Mais si Nostradamus fut ainsi mis en exergue, ce n’est probablement pas avec lui que cette attente, ce prestige du savant juif sont nés. Il faudrait peut-être citer au XIIe siècle un Abraham Ibn Ezra, astrologue espagnol, venu s’installer un moment dans le Sud de la France et dont des traductions françaises circuleront au XIIIe siècle.4 Il faudrait étudier de plus près les antécédents prénostradamiques du savant juif, porteur d’une science rare susceptible de faire apparaître du sens dans une Histoire souvent chaotique, comme l’était celle de la France des guerres de religion.
Dès lors, n’aurait-on point essayé de créer de toutes pièces l’incarnation d’un prophète attendu, annoncé comme on l’a peut-être fait pour Jésus, censé accomplir certaines prophéties ? Nostradamus prophète prophétisé et en cela quelque peu suspect. Prophète auquel on va attribuer après coup l’annonce de certains événements car l’important n’était-il pas de crédibiliser l’acte prophétique en soi, par n’importe quel moyen, plus ou moins avouable, de façon à ce que d’autres, après Nostradamus, puissent également et légitimement prétendre à une certaine inspiration prophétique, ne serait-ce qu’en étant inspirés par la lecture des quatrains ? Nostradamus, pierre de touche du néoprophétisme.

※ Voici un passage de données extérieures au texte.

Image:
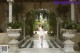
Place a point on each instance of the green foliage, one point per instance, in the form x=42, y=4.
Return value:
x=27, y=29
x=17, y=8
x=52, y=23
x=70, y=25
x=63, y=9
x=15, y=25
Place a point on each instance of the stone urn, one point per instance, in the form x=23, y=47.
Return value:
x=13, y=34
x=69, y=44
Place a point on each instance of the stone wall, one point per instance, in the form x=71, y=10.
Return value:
x=4, y=39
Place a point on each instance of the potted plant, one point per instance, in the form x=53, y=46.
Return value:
x=14, y=32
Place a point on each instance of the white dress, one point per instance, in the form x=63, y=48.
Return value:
x=41, y=32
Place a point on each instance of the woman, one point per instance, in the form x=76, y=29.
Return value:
x=41, y=34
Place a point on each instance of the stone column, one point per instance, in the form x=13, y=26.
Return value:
x=10, y=10
x=72, y=11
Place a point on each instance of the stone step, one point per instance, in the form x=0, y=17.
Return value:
x=41, y=50
x=25, y=44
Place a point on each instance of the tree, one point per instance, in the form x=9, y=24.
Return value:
x=62, y=10
x=17, y=10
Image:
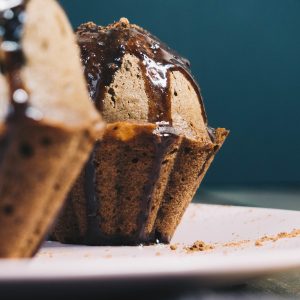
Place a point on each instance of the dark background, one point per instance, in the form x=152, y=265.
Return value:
x=246, y=56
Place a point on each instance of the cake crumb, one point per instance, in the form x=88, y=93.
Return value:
x=199, y=246
x=236, y=244
x=279, y=236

On nous objectera peut-être que le lien est quelque peu ténu entre le prophète et le chercheur en sciences sociales. De mauvais esprits pourraient en dire autant pour l’astrologie. Mais au XVIe et au XVIIe siècles, la science historique, laquelle englobait alors bien des domaines, n’hésitait pas à chercher sa voie du côté de l’astronomie5 et on l’a dit bien des commentateurs des quatrains prétendaient bel et bien montrer que ceux-ci constituaient une méthode crédible d’approche des faits historiques. Et de toute façon, il l’est moins quand il s’agit de pseudo-prophétisme à l’instar de cet automate joueur d’échecs dissimulant dans sa machinerie un homme. Le progrès a ses subterfuges, ses tours de passe passe, pour la bonne cause voire pour la raison d’Etat.

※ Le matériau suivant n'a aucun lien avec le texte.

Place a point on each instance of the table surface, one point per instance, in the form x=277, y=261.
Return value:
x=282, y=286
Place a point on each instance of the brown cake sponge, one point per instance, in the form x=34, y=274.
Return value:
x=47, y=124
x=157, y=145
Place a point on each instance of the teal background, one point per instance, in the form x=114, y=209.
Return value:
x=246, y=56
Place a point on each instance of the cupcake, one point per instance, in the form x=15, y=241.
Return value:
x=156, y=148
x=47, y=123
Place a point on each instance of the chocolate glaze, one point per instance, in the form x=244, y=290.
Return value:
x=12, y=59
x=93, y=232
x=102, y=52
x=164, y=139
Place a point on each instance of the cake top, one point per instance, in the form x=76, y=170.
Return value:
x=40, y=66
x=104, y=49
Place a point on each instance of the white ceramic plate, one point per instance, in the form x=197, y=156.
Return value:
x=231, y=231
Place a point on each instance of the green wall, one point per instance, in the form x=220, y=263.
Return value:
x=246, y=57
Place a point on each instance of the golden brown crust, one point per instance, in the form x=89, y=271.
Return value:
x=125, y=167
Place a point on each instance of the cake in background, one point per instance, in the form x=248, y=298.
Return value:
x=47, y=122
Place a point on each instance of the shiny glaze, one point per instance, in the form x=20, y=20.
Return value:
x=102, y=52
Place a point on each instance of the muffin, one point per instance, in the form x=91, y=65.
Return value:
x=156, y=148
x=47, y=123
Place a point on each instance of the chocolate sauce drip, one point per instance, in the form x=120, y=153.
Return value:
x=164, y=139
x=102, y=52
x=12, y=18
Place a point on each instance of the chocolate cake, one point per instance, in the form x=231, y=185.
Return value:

Que le jeu en ait valu la chandelle à la fin du XVIe siècle, cela se conçoit et cela excuse bien des choses au vu de ce qui s’en est suivi. En revanche, quel intérêt avons-nous de nos jours à entretenir ou à consolider un mythe ? Au moins ceux qui faisaient du Nostradamus savaient-ils ce qu’ils faisaient. Mais que dire des nostradamologues contemporains qui s’évertuent à défendre l’indéfendable et qui, par là, d’ailleurs, démontrent un talent de mauvais aloi pour la recherche historique ? Chapeau bas pour ceux qui ont fabriqué le corpus nostradamique et lui ont offert la carrière qui sera la sienne mais faut-il crier au génie parce qu’ils ont su berner jusqu’à nos modernes chercheurs, souvent passés par l’Université ? De telles impostures sont généralement faites pour fonctionner à court terme et comme on dit les plaisanteries les plus courtes sont les meilleures. Le scandale, c’est le nombre incroyablement élevé d’auteurs - et le colloque Nostradamus de la BNF, début 2003, en témoigne (dont nous avons rendu compte sur Espace Nostradamus) - qui n’ont pas encore pris leur parti de découpler le centurisme et Michel de Nostredame. Il n’est pire sourd que celui qui ne veut rien entendre.

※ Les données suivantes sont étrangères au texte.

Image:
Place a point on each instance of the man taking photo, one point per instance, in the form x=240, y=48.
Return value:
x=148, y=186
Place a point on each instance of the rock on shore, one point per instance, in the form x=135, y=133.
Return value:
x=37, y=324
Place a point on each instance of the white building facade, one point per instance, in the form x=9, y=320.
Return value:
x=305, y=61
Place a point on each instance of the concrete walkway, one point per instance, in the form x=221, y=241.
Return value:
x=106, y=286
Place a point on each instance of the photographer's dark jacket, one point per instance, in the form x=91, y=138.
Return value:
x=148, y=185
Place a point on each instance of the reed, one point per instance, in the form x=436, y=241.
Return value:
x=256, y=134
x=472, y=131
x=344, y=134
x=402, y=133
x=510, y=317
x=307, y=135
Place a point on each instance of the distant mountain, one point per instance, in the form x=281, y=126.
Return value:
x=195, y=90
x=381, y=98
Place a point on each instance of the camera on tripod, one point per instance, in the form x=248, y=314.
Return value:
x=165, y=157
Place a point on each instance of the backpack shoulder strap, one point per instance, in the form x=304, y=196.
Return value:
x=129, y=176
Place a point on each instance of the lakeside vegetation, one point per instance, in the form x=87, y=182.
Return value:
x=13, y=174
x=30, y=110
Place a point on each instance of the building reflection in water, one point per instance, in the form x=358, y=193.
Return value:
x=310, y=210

Est-ce pour autant que la production de Nostradamus telle qu’on put la connaître à sa mort, avant qu’elle ne soit singulièrement amplifiée, sous des prétextes divers, serait sans intérêt ? Encore faudrait-il être en mesure de discerner ce qui était vraiment de Nostradamus, tâche nullement aisée et qui justifiât qu’on s’intéressât à lui au point de le mettre au centre d’un véritable canon nostradamique. On comprend dès lors l’importance qu’il y a à restituer le Nostradamus originel pour en saisir la teneur et comprendre ce qui suscita tant de ralliements plus ou moins bien intentionnés : prétendues découvertes posthumes, initiations revendiquées par des disciples lesquels vont produire à leur tour une certaine poésie prophétique, tout cela étant voué à terme à venir grossir le corpus nostradamique, selon le principe que, tôt ou tard, tout ce qui se ressemble s’assemble.
A propos de ses disciples, comment ne pas souligner à quel point un certain antijudaïsme anime un Antoine Crespin s’en prenant aux faux Juifs, c’est-à-dire aux Juifs perfides. Selon nous un tel préjugé se retrouve dans certains quatrains, notamment ceux consacrés à Avignon (Roy de Bloys dans Avignon régner), ville où vivait une forte communauté juive. Rappelons que c’est à la suite des conquêtes et annexions françaises tant en Provence qu’en Alsace, que des Juifs se retrouvèrent au sein du royaume de France.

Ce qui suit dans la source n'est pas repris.